(Para Adriane Curvello)
"Não se preocupe em entender. Viver ultrapassa todo entendimento".
(Clarice Lispector)
Não me conheço. Não sei me definir. Sou incapaz até
de esboçar traços da minha personalidade. Mas conheço pessoas
que dizem me conhecer. Algumas destas afirmam que o meu universo é povoado
de fantasmas e adornado de fantasias. Que a minha vida não é Real.
Que me deixo envolver por coisas que não existem.
Não contesto. E nem poderia. Seria a pessoa menos indicada. Conhecer-se
a si mesmo é tarefa quase impossível para quem vive na Realidade.
Seria, portanto, insensato se tentasse me conhecer. Eu que vivo de ilusões.
Mas não abro mão do direito de questionar a Realidade.
Conheço gente importante que o faz. Conheço escritores sérios
que afirmam, categoricamente, que a vida é sobrenatural. Que é oblíqua.
Que há um desequilíbrio entre os seres.
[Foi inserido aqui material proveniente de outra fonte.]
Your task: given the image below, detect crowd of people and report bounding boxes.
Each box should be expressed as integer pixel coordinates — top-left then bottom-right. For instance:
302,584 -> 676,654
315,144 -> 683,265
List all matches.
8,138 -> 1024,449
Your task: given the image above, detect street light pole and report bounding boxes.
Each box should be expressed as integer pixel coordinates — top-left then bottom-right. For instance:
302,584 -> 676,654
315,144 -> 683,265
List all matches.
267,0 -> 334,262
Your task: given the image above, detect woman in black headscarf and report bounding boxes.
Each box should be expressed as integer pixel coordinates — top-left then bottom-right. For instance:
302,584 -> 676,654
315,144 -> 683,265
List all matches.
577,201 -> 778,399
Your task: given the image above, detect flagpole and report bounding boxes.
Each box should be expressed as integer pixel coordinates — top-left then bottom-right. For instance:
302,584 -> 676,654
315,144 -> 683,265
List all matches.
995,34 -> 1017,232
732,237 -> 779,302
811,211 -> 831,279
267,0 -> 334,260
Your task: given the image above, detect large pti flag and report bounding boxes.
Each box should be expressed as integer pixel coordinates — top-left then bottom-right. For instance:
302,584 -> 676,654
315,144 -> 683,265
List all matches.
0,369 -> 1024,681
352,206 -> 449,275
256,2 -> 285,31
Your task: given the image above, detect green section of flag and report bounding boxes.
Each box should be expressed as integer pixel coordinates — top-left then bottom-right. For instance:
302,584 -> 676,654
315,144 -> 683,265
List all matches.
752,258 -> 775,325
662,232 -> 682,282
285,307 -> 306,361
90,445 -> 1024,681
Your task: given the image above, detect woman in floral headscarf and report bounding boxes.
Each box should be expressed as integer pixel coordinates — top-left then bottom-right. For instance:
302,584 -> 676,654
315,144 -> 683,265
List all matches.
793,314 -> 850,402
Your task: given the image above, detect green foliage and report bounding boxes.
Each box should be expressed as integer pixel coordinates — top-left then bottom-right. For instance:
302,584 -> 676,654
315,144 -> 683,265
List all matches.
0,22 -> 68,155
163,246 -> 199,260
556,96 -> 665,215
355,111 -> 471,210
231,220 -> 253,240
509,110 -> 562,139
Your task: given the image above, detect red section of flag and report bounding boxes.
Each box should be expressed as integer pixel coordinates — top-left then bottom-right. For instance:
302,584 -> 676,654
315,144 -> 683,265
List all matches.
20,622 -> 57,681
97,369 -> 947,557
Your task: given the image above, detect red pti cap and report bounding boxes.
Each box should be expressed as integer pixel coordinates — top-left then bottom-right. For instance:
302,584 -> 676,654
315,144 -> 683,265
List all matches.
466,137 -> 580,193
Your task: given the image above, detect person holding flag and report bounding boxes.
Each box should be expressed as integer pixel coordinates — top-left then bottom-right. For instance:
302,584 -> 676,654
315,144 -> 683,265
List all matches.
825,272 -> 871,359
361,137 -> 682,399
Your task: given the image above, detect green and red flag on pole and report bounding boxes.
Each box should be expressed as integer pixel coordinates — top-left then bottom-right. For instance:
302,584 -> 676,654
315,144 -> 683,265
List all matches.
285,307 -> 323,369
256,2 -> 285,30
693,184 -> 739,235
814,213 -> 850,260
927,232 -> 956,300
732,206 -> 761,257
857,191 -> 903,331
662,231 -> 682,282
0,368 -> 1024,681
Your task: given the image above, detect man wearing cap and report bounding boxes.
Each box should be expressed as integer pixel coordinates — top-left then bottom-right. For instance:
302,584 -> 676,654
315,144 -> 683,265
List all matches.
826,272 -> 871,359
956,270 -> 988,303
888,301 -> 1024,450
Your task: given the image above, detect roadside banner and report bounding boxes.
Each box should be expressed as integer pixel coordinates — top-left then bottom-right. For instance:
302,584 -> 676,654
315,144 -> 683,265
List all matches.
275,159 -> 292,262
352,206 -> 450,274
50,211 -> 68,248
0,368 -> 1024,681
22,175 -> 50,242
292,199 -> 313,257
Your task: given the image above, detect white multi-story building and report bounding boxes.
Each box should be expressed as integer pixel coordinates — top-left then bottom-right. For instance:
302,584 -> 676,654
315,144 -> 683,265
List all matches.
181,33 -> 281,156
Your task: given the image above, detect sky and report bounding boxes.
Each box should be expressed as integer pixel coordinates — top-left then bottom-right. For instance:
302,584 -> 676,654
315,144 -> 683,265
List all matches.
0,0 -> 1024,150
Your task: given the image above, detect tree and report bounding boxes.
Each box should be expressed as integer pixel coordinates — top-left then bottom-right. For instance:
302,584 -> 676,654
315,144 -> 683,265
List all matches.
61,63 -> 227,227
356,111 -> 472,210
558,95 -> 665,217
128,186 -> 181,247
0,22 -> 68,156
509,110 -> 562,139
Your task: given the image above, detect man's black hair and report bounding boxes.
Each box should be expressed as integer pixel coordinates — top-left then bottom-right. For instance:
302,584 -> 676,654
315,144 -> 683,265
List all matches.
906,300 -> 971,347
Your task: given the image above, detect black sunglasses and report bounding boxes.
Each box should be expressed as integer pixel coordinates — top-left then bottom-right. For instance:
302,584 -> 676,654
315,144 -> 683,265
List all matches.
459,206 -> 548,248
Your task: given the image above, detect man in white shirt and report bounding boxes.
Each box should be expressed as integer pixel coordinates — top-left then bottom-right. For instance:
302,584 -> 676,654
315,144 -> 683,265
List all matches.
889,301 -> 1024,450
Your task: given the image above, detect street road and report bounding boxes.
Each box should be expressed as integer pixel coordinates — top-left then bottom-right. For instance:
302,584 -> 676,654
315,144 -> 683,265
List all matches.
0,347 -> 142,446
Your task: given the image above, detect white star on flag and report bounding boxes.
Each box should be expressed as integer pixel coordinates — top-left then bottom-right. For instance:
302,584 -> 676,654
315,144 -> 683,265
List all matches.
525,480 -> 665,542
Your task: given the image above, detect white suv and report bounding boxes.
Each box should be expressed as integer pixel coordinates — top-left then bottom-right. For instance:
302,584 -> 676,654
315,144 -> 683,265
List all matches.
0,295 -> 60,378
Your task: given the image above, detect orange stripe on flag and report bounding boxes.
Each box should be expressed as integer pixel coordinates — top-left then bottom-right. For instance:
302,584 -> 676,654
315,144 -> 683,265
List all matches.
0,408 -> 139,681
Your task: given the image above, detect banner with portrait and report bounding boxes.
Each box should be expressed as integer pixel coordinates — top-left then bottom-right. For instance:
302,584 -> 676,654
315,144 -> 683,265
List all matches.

Um desencontro que termina
em palavras que nada significam. Conheço filósofos famosos que relativizam
a própria concepção de Realidade. Negar essa prerrogativa,
a quem quer que seja, partindo do pressuposto de que apenas filósofos e
poetas têm direito a esse direito, seria, no mínimo, uma iniqüidade.
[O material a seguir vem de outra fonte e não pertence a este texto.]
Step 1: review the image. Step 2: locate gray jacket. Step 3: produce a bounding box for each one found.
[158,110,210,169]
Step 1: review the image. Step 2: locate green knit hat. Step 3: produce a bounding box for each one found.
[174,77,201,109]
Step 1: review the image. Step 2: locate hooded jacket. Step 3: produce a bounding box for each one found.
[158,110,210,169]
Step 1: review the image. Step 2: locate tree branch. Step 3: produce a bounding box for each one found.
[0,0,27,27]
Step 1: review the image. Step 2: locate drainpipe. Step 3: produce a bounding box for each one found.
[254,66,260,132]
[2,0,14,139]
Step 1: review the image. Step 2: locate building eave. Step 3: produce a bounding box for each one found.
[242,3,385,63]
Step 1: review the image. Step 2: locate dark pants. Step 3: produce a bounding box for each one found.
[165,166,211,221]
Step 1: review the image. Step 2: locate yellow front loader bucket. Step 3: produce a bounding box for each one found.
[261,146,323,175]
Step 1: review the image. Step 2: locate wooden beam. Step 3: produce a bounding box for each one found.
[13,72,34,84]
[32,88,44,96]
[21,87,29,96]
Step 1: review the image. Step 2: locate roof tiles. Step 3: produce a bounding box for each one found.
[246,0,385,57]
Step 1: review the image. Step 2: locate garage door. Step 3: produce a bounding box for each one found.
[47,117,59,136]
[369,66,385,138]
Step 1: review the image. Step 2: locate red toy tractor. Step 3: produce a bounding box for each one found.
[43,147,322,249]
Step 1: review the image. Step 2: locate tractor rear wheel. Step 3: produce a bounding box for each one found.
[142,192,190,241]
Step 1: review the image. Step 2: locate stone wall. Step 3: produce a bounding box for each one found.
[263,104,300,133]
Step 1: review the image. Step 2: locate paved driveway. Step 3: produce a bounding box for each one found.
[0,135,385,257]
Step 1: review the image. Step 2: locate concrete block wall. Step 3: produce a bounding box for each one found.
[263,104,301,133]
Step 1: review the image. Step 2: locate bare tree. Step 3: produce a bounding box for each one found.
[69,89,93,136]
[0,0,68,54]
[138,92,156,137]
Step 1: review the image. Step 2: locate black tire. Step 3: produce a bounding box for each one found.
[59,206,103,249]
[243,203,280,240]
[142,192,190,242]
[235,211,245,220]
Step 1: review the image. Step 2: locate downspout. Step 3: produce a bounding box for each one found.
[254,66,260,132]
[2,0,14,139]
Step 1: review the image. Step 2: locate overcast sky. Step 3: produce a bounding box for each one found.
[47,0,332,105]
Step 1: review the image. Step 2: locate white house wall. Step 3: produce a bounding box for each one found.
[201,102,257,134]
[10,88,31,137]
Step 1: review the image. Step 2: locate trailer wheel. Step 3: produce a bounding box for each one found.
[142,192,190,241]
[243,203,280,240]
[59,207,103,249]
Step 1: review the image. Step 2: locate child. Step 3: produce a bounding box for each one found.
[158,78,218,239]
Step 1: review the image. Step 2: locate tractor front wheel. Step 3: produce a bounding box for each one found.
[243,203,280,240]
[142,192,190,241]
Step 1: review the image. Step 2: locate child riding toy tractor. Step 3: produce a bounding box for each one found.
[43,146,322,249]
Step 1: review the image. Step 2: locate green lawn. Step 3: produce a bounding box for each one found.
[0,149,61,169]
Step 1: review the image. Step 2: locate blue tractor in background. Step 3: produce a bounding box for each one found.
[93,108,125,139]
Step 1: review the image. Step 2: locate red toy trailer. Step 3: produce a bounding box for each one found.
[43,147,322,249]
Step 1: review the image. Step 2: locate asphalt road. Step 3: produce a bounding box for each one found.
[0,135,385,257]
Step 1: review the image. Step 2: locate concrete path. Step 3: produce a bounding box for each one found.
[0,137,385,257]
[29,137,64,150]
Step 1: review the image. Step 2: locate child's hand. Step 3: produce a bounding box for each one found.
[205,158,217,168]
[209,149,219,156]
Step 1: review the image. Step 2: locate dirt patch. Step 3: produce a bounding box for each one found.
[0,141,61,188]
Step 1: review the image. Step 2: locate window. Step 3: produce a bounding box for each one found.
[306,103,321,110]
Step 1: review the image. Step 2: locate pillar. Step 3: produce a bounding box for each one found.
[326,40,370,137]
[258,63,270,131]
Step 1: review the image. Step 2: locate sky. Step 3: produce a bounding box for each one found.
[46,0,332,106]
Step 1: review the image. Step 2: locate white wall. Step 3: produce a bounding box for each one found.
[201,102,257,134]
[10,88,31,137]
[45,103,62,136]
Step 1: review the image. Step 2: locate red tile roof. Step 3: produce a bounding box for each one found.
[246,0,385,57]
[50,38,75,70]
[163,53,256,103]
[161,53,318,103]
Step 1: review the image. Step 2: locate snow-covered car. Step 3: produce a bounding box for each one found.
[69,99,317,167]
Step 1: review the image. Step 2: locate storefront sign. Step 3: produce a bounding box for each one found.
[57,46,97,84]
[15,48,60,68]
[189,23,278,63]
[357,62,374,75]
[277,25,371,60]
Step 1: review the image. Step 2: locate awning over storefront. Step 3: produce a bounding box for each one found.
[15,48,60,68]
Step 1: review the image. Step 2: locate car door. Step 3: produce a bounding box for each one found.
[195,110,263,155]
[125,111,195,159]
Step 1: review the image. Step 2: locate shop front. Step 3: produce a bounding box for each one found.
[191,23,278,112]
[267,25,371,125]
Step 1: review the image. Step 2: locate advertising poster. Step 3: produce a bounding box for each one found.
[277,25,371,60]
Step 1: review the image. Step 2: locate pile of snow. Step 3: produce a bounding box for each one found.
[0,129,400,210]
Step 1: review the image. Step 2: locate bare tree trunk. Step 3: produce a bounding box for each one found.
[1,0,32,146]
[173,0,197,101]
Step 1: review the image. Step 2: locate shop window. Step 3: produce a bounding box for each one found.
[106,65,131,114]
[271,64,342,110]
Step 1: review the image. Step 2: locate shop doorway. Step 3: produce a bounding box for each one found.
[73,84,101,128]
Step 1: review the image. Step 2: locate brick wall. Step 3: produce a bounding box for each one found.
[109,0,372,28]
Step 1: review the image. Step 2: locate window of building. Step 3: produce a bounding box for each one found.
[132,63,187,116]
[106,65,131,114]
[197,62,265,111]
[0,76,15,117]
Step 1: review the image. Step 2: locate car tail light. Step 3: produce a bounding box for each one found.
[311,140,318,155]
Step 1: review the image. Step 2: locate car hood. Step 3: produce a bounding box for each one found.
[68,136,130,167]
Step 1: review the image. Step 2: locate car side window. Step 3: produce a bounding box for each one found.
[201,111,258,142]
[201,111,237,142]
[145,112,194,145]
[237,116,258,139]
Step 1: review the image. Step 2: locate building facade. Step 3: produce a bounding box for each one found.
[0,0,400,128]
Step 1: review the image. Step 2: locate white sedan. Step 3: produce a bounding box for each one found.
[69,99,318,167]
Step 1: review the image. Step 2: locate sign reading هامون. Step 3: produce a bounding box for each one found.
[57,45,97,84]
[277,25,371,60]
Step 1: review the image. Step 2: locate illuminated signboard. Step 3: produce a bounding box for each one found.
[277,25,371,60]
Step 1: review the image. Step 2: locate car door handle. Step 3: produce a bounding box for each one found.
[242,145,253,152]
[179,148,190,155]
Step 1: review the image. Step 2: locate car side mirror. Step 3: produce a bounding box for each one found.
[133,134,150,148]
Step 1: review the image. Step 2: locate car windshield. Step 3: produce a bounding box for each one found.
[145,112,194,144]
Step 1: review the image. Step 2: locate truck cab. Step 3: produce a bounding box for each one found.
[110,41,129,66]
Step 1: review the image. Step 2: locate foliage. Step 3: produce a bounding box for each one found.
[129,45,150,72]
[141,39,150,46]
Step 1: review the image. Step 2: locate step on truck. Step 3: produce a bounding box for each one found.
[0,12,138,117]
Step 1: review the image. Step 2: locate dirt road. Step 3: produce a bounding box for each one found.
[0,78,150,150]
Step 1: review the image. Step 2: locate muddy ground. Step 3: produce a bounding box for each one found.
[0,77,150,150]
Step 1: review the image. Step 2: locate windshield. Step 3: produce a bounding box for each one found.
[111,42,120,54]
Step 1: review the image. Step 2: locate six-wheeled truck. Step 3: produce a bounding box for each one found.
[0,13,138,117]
O oposto de sonhar é não sonhar. Do mesmo modo, o contrário
de Real é Irreal. Logo, sonho não é fantasia. Nem alguém
que existe é um fantasma só porque ainda não os encontramos
fisicamente. O que acontece, virtualmente, entre duas pessoas é tão
Real quanto a própria vida. Conheço gente que adoece de ódio
Virtual. Não é impossível que morram. Ou somente os sentimentos
maus é que são verdadeiros? Verdadeiro é o mesmo que Real?
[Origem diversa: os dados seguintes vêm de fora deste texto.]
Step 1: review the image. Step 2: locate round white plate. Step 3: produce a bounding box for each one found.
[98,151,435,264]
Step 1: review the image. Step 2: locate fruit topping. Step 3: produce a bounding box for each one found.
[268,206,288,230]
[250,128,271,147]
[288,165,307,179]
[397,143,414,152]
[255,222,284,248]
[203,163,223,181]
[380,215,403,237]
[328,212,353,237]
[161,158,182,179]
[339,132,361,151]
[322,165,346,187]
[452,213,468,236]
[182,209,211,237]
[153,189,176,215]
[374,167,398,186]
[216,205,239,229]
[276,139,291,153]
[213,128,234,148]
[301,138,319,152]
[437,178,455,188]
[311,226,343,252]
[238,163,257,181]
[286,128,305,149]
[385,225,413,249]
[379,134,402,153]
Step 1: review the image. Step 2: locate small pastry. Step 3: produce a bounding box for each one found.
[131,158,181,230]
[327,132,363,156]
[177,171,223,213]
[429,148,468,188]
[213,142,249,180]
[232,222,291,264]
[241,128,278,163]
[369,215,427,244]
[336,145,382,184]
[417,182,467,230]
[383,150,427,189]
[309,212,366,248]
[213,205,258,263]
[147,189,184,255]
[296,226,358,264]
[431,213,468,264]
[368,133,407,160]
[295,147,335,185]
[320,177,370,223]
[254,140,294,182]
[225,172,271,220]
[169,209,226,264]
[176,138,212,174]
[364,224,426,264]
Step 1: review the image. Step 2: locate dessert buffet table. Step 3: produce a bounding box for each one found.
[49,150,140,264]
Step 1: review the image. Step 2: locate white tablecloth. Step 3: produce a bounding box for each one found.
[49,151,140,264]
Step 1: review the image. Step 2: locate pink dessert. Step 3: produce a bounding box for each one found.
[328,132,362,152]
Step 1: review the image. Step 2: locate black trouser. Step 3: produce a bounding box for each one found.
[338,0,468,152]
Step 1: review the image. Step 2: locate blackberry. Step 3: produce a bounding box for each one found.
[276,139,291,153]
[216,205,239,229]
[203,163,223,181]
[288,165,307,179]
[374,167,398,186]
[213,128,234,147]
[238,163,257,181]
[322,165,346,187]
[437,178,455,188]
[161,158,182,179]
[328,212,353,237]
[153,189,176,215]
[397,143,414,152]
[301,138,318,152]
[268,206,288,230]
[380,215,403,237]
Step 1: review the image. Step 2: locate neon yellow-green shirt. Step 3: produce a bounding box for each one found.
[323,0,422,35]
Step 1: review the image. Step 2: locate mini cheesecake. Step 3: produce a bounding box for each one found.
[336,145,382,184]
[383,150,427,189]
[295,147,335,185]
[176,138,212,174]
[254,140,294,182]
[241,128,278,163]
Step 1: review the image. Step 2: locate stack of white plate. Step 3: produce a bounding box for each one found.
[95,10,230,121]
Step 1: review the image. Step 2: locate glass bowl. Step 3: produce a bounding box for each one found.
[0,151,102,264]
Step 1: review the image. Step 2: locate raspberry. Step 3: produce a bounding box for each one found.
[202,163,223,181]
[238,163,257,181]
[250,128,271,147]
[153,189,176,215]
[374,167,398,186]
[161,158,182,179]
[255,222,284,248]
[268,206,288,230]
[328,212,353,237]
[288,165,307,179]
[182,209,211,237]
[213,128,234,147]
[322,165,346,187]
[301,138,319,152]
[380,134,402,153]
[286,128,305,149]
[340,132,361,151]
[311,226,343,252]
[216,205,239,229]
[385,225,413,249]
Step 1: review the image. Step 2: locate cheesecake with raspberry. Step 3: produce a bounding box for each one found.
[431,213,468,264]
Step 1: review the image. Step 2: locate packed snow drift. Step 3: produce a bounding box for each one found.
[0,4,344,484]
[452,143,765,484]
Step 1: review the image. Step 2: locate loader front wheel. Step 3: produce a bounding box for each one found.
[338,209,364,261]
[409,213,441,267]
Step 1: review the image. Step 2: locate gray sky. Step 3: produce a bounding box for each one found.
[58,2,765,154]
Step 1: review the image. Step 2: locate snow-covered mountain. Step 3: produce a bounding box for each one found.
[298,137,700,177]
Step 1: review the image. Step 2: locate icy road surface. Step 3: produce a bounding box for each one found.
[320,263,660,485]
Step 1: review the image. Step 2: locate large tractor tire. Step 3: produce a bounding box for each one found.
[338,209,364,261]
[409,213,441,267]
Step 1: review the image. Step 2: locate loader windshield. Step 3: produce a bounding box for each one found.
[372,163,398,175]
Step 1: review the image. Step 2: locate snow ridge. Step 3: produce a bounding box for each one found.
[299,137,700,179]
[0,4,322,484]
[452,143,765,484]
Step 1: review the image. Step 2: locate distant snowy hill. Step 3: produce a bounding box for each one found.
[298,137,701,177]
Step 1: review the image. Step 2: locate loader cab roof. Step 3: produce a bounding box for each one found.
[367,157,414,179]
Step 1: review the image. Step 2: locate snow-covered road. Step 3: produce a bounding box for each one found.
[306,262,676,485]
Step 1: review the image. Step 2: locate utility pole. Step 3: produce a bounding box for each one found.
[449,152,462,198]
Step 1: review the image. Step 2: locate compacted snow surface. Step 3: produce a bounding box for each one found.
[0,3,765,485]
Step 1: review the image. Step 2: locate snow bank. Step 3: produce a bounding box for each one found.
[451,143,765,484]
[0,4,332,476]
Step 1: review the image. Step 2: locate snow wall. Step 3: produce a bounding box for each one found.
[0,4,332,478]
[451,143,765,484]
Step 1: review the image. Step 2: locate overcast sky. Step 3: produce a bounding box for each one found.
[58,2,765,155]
O que é a Verdade? Parece que essa mesma pergunta já foi feita a
um Deus. E se Ele sabia, ninguém sabe. Pois consta que permaneceu em silêncio.
Eu estava só. Desesperado. Sentia-me no corredor da morte, já a
caminho da câmara de gás. E aquele ser "irreal" brotou
do nada. Por um mero acaso. Do mesmo modo como dizem que surgiu a vida. Apareceu
de repente. Sem ser chamada. Sem que jamais tivesse sequer ouvido falar no meu
nome nem eu no dela. Não sabíamos nem se existíamos. Mesmo
assim, ela me restituiu a vontade de viver. Devolveu-me a paz. Segurou na minha
mão "irreal" no momento preciso de um desespero Real. E nunca
mais soltou. Foi uma fantasia? Então, não estaria passando do tempo
de fantasiar o mundo? Foi um fantasma que me amparou? Então a solução
para boa parte dos dramas da condição humana, não seria povoar
de fantasmas a face da Terra? A nossa cidade, a nossa casa, a nossa vida?
Pensava em tudo isso enquanto o avião se aproximava para pousar no antigo
Aeroporto do Galeão, ao som de um samba de Tom Jobim. Nunca nos tínhamos
visto antes. Mas sabíamos detalhes da vida um do outro, ignorados por pessoas
que conosco conviviam sob o mesmo teto. Durante anos a fio. Afinal, ia encontrá-la.
Ou Reencontrá-la? Aquele "nada" tinha de passar a "ser"
depois de quatro anos de ter acontecido sem acontecer. Aquele encontro-reencontro
entre dois fantasmas de carne e osso era uma fatalidade.